Nico Orengo questa volta si cimenta in un “giallo letterario”. Durante un suo viaggio nella Grande Madre Russia, in visita alla casa di Puskin, viene a conoscenza della scomparsa di una penna, regalo di Goethe a Puskin. Questo stuzzica la fantasia dello scrittore piemontese e inizia così la sua spasmodica ricerca del dono sparito, che attesterebbe una amicizia, una frequentazione, o forse solo una ammirazione del grande tedesco verso il grande russo. Ricerca di un appassionato bibliografo, che si perde tra volumi persi e ritrovati, tra richieste fatte ad amici letterati, giornalisti, docenti universitari. Ma questa indagine sembrerebbe solo un artificio letterario. Un motivo per dirci qualcosa di più su Puskin, un pretesto per raccontarci qualcosa sulla famiglia di origine di Orengo, i Tallevic, “russi di Sanremo”. Troviamo delle pagine gradevoli, ma si sa i racconti delle nonne davanti al camino sono quasi sempre un colpo riuscito, soprattutto se si possiede il dono della buona scrittura, e Orengo ce l’ha. Però non basta. La storia della penna è debole, non regge, le pagine che si riferiscono alla soluzione di questo mistero sono piatte, senza mordente, insomma un grande sonno. Ma poi appare Puskin con il suo privato e ci salva dalla narcosi della lettura. Il libro prende corpo, si fa interessante, appare un po’ di sostanza insomma quando ci racconta parti della vita privata del poeta, che come si sa fu tutt’altro che noiosa.
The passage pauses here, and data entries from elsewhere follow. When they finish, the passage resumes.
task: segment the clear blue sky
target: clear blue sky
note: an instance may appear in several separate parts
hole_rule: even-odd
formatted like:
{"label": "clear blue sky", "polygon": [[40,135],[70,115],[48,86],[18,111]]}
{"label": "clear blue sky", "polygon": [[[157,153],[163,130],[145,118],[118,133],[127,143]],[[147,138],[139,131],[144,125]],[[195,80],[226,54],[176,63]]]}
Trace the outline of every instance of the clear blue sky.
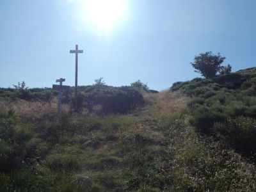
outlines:
{"label": "clear blue sky", "polygon": [[206,51],[220,52],[233,71],[256,64],[255,0],[119,1],[124,14],[107,31],[83,0],[1,0],[0,87],[51,87],[59,77],[73,86],[76,44],[79,85],[140,79],[163,90],[200,76],[190,62]]}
Dalla descrizione di Natal’ja, moglie anaffettiva e frivola del poeta, ai balli, feste di corte, amori e innamoramenti fatui, passioni e un grande orgoglio e senso dell’onore che portarono il russo a morire in un duello, l’ultimo dei suoi ventisei. Le ultime ore della vita di Puskin, ferito mortalmente, vengono narrate attraverso la lettera che Zukovskij, amico fraterno del poeta, invia al padre. Si svela il lato più umano dela sua vita, le sue paure ma anche la sua risolutezza, la riappacificazione con lo zar, un nuovo affetto verso la moglie e tutto l’amore verso i figli. Siamo trasportati dall’emozione, anche noi lettori ci troviamo al suo capezzale, aspettando la fine, con lui. E poi la fatidica ora arriva così come arriva la fine del libro e non ci ricordiamo più come è cominciato, la penna un vago e lontanissimo ricordo.
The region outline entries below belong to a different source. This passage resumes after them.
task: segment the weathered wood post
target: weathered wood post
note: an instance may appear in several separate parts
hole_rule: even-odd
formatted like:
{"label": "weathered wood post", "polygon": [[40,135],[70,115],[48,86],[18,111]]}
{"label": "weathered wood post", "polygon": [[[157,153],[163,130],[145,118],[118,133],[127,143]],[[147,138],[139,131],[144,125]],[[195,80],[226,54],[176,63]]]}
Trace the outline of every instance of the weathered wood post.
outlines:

Ci rimane Puskin, la sua vita, le sue opere, il tragico e toccante momento della sua fine, e allora capiamo perché lo abbiamo letto questo libro, perché ci ha parlato di lui, della sua vita eccitante, dei suo romanzi appassionanti, della sua lirica sublime. Vogliamo credere che anche Nico Orengo scrivendo questo romanzo abbia avuto questo fine, omaggiare un vero grande della letteratura.
[francesca bompadre]

 


Nico Orengo è nato a Torino, dove vive e lavora. Presso Einaudi ha pubblicato Ribes, Miramare, Le rose di Evita, L'allodola e il cinghiale, Figura gigante, La guerra del basilico, L'autunno della signora Waal, Dogana d'amore, Il salto dell'acciuga, L'ospite celeste, Gli spiccioli di Montale, La curva del Latte, L'intagliatore di noccioli di pesca, Di viole e liquirizia, Hotel Angleterre e Chi è di scena! (anche in versione inglese, Take the Stage!). Tra le sue raccolte di poesia, Cartoline di mare vecchie e nuove, Narcisi d'amore e Spiaggia, sdraio e solleone. Inoltre ha curato per «Einaudi Stile libero» il libro di Antonio Ricci Striscia la tivù e tradotto La morte malinconica del bambino ostrica e altre storie di Tim Burton.